PROSPER : une collaboration franco-canadienne obtient un financement jumelé du CRSNG et de l’ANR pour un projet de capteurs dans le secteur de la santé

Pr Michael Canva, Pr Paul Charette, Pr Jean-François Bryche et Thierry Courcier.
Pr Michael Canva, Pr Paul Charette, Pr Jean-François Bryche et Thierry Courcier.
Photo : fournie

Le Laboratoire Nanotechnologies et Nanosystèmes (LN2) et l’Institut Interdisciplinaire d’Innovation Technologique (3IT) célèbrent une réussite remarquable : le projet PROSPER (Prism-free pOrtable SPR imaging SEnsoR) vient d’obtenir un financement prestigieux du Conseil de recherches en sciences naturelles et en génie du Canada (CRSNG), qui complète un financement initial de l’Agence Nationale de la Recherche (ANR) française.

Cette reconnaissance exceptionnelle renforce la collaboration internationale entre l’équipe canadienne menée par le Pr Paul Charette (UdeS), épaulée par Thierry Courcier (UdeS) et les équipes françaises de l’ANR issues de trois laboratoires, Jean-François Bryche et Michael Canva (CNRS-LN2), Julien Moreau (porteur de l’ANR, Laboratoire Charles FabryInstitut d'optique Graduate School, Université Paris-Saclay, CNRS) et Thierry Livache (laboratoire SyMMES).
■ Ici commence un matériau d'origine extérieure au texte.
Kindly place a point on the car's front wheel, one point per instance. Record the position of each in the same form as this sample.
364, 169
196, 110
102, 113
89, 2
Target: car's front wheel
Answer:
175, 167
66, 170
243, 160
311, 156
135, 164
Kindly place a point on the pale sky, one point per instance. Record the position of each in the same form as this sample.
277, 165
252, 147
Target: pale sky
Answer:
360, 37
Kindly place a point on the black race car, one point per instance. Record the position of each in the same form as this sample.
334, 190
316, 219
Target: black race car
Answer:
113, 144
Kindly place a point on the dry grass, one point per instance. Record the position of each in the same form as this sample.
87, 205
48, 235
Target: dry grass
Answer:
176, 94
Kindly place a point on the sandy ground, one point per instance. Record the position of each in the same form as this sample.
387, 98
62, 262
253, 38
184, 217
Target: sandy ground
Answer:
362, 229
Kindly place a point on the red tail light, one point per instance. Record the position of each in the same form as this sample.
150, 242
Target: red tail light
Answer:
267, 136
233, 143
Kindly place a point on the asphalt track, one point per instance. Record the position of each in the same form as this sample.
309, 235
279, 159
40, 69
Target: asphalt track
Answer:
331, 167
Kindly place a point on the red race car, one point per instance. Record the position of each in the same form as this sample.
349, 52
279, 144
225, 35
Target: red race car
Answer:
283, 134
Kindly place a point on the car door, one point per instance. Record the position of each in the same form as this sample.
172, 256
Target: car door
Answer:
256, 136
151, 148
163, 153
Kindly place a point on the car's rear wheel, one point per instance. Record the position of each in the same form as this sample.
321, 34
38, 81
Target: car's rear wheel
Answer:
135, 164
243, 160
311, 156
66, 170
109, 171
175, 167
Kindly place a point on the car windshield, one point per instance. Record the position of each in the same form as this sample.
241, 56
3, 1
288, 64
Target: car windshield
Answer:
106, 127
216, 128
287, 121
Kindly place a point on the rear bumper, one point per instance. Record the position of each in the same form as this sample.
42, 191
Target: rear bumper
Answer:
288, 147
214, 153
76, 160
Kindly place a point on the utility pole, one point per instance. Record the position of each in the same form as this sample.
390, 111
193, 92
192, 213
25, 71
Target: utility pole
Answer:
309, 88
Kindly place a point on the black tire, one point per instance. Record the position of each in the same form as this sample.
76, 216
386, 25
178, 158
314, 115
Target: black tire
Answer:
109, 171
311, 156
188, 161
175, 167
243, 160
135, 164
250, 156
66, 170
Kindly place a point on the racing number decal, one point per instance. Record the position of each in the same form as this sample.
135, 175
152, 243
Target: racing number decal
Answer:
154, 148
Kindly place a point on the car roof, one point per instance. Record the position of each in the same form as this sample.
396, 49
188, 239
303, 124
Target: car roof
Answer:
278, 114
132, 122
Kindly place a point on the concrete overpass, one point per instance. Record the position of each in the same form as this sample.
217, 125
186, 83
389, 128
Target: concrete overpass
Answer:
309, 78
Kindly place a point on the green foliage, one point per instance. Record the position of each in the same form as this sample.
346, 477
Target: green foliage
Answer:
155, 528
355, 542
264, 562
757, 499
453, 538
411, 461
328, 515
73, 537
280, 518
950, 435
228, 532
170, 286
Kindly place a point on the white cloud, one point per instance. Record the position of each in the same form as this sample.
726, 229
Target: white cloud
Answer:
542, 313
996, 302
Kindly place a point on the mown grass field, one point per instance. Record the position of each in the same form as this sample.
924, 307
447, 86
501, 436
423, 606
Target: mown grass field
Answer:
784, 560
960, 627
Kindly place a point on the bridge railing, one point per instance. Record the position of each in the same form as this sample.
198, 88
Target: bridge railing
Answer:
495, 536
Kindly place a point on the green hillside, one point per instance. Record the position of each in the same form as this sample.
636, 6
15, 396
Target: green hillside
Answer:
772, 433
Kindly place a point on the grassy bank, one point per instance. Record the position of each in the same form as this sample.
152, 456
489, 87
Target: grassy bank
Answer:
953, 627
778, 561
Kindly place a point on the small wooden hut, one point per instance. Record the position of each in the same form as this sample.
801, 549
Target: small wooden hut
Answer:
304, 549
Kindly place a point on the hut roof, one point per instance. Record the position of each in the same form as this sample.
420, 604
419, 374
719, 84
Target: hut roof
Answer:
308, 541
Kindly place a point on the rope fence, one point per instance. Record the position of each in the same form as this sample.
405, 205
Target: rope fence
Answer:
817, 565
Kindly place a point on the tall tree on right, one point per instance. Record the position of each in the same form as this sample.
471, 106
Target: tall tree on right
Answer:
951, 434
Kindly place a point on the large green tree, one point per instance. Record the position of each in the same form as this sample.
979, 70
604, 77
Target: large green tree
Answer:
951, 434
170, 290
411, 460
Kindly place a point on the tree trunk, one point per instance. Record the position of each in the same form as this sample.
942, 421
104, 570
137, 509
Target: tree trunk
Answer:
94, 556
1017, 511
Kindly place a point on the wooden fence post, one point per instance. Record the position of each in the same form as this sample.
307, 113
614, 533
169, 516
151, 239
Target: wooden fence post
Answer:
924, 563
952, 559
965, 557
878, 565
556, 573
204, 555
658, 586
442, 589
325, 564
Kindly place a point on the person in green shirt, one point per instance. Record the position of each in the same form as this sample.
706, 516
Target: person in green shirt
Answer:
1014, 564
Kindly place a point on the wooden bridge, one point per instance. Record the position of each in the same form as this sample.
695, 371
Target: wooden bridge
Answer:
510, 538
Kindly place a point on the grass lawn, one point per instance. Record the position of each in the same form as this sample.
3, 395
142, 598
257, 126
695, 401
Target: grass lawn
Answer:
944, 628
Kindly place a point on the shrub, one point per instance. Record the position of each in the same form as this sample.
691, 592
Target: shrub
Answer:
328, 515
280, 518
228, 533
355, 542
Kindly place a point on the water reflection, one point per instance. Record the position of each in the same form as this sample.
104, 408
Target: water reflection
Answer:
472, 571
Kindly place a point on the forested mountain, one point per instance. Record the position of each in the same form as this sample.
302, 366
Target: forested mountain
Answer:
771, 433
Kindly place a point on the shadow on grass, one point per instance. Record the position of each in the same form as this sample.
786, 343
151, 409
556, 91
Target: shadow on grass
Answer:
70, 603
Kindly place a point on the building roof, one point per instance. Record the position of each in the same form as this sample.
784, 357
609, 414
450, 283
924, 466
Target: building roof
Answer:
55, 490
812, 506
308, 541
Le retour en force d’une technologie délaissée

L’histoire du projet PROSPER commence par un paradoxe scientifique. Dans les années 1990, deux approches concurrentes existaient pour la biodétection par résonance plasmonique de surface (SPR) : l’une utilisant des prismes de verre, l’autre des réseaux de diffraction nanométriques gravés directement sur les capteurs. Parce qu’elle était plus facilement industrialisable à l’époque, c’est la méthode à prisme, pourtant plus encombrante et complexe, qui s’est imposée mondialement.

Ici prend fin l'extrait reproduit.